Aujourd’hui 14 avril, le président américain Donald Trump a attaqué pour la première fois la présidente du Conseil Giorgia Meloni.

  • Dans un court entretien téléphonique avec le Corriere della Sera, le président américain a déclaré : « Giorgia Meloni ne veut pas nous aider dans la guerre, je suis choqué… Est-ce que ça vous plaît que votre présidente ne fasse rien pour obtenir du pétrole ? Est-ce que ça plaît aux gens ? Je ne peux pas l’imaginer. Je suis choqué par elle. Je pensais qu’elle avait du courage, je me suis trompé » 1.
  • Il s’agit de la première attaque publique de Donald Trump visant Giorgia Meloni, qui restait, à ce jour, la seule dirigeante européenne affichant des liens étroits avec la Maison-Blanche ces dernières semaines et après la nette défaite de Viktor Orbán de dimanche.

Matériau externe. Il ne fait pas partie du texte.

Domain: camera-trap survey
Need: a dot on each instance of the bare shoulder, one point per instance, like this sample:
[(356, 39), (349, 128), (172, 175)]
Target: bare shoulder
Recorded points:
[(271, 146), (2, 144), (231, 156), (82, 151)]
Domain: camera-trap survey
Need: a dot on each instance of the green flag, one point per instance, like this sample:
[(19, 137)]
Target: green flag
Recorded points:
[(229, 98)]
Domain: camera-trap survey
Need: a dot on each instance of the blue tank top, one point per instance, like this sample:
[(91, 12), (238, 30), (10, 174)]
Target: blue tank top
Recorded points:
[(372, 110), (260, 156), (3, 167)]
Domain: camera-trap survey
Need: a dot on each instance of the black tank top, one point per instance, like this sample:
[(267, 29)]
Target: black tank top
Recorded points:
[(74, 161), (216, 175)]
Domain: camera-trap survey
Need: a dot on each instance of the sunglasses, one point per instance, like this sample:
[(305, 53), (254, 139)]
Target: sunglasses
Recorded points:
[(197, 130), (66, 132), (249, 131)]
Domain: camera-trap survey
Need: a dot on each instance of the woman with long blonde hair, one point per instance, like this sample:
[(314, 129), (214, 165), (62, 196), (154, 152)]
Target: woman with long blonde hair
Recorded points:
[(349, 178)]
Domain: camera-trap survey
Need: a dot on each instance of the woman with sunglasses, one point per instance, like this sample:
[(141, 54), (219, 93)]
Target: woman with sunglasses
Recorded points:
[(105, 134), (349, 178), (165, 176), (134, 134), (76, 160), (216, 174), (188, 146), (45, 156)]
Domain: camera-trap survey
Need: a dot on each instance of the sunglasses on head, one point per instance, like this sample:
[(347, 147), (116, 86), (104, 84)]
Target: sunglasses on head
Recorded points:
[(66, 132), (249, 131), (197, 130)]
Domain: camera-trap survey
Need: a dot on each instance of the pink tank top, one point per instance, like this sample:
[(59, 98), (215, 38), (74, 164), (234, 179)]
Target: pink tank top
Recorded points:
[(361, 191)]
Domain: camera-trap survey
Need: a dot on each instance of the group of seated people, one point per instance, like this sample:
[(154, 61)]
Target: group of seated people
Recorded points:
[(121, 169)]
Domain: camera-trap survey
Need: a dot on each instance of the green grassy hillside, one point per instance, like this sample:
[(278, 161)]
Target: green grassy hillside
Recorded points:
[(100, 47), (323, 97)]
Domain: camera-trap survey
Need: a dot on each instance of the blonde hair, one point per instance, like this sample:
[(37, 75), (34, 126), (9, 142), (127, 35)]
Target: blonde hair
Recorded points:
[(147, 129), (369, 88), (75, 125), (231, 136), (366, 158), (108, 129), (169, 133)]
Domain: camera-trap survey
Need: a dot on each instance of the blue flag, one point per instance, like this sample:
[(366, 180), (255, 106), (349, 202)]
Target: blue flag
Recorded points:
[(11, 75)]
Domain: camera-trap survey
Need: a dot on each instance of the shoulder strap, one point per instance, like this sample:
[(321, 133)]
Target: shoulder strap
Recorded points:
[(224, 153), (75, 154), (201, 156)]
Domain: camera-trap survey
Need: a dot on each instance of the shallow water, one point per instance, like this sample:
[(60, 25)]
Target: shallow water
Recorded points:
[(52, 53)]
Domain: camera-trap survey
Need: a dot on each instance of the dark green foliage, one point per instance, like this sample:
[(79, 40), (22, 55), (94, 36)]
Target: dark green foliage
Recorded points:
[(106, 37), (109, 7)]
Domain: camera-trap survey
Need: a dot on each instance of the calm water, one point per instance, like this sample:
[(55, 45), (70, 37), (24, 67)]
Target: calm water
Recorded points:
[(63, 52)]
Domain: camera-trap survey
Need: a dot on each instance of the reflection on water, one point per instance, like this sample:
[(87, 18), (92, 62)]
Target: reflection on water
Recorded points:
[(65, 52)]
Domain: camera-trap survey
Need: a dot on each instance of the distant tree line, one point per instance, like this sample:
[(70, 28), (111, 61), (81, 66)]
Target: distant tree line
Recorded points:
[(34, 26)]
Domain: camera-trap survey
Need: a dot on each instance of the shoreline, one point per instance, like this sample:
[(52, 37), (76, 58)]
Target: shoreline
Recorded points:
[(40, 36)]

L’effet Trump sur la demande politique européenne est tellement puissant qu’un axe Sanchez-Meloni est en train de se dessiner sur plusieurs dossiers internationaux clefs.

  • Concernant la relation avec Israël, une convergence s’est construite par étapes, avec une prise de distance commune vis-à-vis du gouvernement Netanyahou et une glissade progressive de Meloni vers les positions de Sánchez. Sous la pression de l’opinion publique, notamment après les tirs israéliens sur des Casques bleus italiens déployés dans le cadre de la mission UNIFIL 2, Meloni a annoncé suspendre la coopération militaire avec Tel-Aviv et bloquer les exportations d’armes 3.
  • La guerre en Iran a également été marquée par un rapprochement entre les deux gouvernements. Si l’Italie, contrairement à l’Espagne, a rejoint la coalition navale des 35 nations pour sécuriser le détroit d’Ormuz après la phase chaude du conflit, tout comme Madrid, Rome a refusé de mettre ses bases à la disposition des opérations militaires américaines. Une rupture dans l’histoire géopolitique des deux pays membres de l’OTAN. L’Italie compte des dizaines de bases et plusieurs milliers de militaires américains stationnés sur son territoire.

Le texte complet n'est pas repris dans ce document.